The Slang Dictionary




Browse The Slang Dictionary

Read The Slang Dictionary Online

Lookup and browse words with this free online version of the 1913 edition of The Slang Dictionary: Etymological, Historical and Andecdotal by John Camden Hotten. The book was published in London, England in 1913 by Chatto & Windus and is now an excellent source of word and language history.

This online version of the slang dictionary allows you to browse or lookup specific slang word entries and view their definition and other useful information. For example, you will see the position of the word in the slang dictionary, and the next and previous entries. Browse by page or use the random word suggestions to discover and learn something interesting about the early 20th century.

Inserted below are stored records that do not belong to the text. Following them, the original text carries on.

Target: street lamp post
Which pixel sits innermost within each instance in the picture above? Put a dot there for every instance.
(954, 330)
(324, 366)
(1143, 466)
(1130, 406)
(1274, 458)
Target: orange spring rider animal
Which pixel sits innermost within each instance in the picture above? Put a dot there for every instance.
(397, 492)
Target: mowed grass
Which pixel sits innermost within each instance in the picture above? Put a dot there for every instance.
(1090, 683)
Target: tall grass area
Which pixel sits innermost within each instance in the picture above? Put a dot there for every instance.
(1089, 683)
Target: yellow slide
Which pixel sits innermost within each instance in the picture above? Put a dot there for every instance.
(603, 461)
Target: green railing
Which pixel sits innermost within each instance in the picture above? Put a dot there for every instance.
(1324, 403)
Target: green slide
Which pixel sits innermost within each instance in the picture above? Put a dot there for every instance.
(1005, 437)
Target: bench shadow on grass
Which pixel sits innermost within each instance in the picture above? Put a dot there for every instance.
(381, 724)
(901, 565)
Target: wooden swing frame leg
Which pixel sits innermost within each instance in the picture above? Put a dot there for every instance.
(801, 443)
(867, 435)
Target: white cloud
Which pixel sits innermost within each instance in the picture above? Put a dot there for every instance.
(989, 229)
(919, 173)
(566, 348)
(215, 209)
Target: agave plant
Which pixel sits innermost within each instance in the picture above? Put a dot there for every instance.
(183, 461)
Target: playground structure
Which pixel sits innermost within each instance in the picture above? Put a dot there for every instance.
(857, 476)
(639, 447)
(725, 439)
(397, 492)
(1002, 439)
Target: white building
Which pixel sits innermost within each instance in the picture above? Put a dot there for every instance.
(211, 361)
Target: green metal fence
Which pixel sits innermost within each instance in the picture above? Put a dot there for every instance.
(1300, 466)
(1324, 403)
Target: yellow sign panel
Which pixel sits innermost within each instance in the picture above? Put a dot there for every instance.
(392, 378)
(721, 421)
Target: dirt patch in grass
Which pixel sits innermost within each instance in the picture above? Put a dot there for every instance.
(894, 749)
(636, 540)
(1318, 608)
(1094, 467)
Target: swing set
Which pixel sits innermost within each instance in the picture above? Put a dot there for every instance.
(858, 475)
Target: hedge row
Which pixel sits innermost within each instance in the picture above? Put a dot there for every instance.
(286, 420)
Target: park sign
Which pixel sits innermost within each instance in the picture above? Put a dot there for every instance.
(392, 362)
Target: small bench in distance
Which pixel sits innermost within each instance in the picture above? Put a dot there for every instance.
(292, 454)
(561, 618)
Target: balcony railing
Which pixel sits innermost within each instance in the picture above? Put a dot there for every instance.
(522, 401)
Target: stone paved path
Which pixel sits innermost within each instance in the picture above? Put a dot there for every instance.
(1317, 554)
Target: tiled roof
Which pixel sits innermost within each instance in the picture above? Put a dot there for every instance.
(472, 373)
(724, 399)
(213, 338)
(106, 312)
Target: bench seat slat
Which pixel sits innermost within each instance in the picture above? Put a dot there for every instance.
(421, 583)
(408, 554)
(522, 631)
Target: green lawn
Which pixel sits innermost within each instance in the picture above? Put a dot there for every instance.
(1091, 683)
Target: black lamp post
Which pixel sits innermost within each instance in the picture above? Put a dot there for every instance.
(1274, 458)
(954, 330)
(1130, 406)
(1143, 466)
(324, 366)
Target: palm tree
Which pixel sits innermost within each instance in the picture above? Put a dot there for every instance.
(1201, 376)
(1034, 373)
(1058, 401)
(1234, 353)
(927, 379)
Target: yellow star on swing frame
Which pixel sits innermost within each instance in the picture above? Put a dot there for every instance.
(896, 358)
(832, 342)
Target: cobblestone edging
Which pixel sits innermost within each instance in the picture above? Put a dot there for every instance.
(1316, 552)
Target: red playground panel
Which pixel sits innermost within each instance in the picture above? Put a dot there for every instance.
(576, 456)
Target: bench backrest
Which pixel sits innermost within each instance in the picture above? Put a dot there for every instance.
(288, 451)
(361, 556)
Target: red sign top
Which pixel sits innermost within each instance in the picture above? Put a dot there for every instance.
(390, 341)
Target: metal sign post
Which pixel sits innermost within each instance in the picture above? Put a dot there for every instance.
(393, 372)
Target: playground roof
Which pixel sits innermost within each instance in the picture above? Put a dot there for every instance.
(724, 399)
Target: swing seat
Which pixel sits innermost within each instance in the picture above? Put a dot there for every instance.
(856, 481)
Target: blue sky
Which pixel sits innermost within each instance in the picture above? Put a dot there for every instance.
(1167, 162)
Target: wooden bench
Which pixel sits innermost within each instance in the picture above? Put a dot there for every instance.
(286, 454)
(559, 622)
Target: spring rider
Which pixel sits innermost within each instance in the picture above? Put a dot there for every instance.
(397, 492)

Before you begin searching for words, you may wish to read this snippet from the dictionary's preface to give insight into the purpose behind the book:

[The intention of this book] always was to give those words which are familiar to all conversant with our colloquialisms and locutions, but which have hitherto been connected with an unwritten tongue, a local habitation, and to produce a book which, in its way, would be as useful to students of philology, as well as to lovers of human nature in all its phases, as any standard work in the English language. The squeamishness which tries to ignore the existence of slang fails signally, for not only in the streets and the prisons, but at the bar, on the bench, in the pulpit, and in the Houses of Parliament, does slang make itself heard, and, as the shortest and safest means to an end, understood too.